Evelyn, a medical and social worker from the Florida Panhandle, is pleased to stop her work and show us around. There isn't a lot to see: long rows of thatched huts, one huddled against the next; streets carpeted in brown sand, thick as on a beach; women fetching precious water for washing and cooking from wells that must be dug deeper every year.

"Welcome to the real world," Evelyn says.

Most of us derive our images of Africa from ooga-booga Hollywood movies depicting painted warriors in loincloths chasing hunters in pith helmets, from the old geographical journals with pictures of big game and scantily clad natives, or from news dispatches about conflicts between black and white and Marxist vs. moderate.

This village seems very distant from all of that. Young men work patiently in the fields. Old men recline in the shade. The children, like most in Africa , have never seen an elephant or a lion.

The Gambia is one of Africa's smallest nations, just two slivers of shore along the banks of the Gambia River. All told, its land area about equals that of Connecticut; its population is no larger than Seattle's. Much as being large and powerful is an inescapable fact of life for a nation like the United States, so being small and powerless is the dominant reality for a country like The Gambia.

Even the name reflects this: It had been called simply Gambia. But a change was made to better distinguish it from Zambia, where The Gambia's mail kept winding up.

This year, The Gambia is a 16-year-old, and it is a fairly happy birthday. When The Gambia gained its independence from Britain, it was predicted that the nation would not survive a year. The economy would collapse, people said, or it would be annexed by Senegal, its neighbor on all sides save one. But as an independent country, The Gambia has been able to request and receive aid from sources as diverse as the United States and the Soviet Union, China, and Taiwan.

The Gambia also looked for assistance from Libya, a fraternal Muslim nation. The Gambia's leaders, however, refused to applaud Col. Muammar Qaddafi's every policy and program in exchange for this aid. So the Libyan leader began training a contingent of Gambian students, intending to send them back to stage a coup. A few months ago, The Gambia's leaders found out about it and sent Libya's diplomats and advisers packing. Even weak countries have to draw the line somewhere.

A country as small as The Gambia can be largely defined by what it lacks. It has no army, navy, or air force. It has no political prisoners or monuments to revolutionary heroes. There has not been a major social disturbance in the country in more than 300 years. The Gambia has no university. The national airline has a ticket office but no planes. The country has few professional people, and its first pharmacist is only now being trained in Louisiana, sponsored by a group put together by Alex Haley, the American writer who a few years ago found his "roots" in The Gambia.

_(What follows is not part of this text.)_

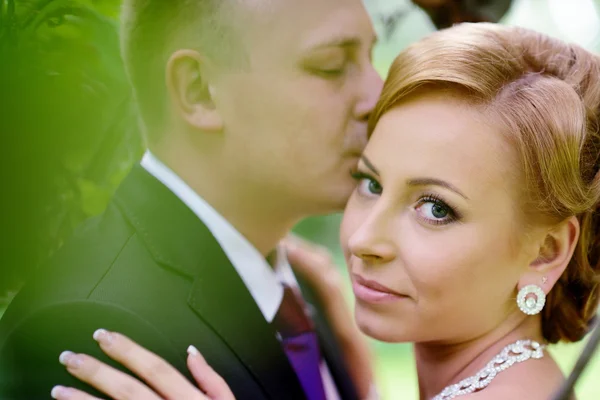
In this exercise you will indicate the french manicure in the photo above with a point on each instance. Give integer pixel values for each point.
(193, 351)
(60, 392)
(102, 336)
(70, 359)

The country's income comes mainly from raising peanuts. It has also begun to attract a growing number of foreign tourists. Some Gambians are concerned about the impact tourism will have on the country. Others argue that The Gambia's wide, white beaches and reliable sunshine are too valuable not to exploit. Peanuts and foreign largess alone will never pull the nation up from poverty.

For the tourists who find their way here, there will be more than a chance to get a suntan. There will be the opportunity to see a bit of Africa as it really is; it has become a place where the stereotypes do not apply. And coming into wider contact with the outside world may not be so unhealthy for the Gambians, either. The Arabs, Portuguese, French, and British have all come and gone here. The Gambia's culture is already a tapestry of these influences, overlaying a strong fabric of tribal traditions.

After nearly a year in The Gambia, Evelyn Phillips says the people of Keneba are beginning to accept her and that she is finally beginning to feel at home as well. She says she is learning a lot from them and hopes they are learning from her, too. She would like to believe she is doing some good here. Of course, Keneba is only a very small village in a very small country. But it is, as Evelyn says, the real world.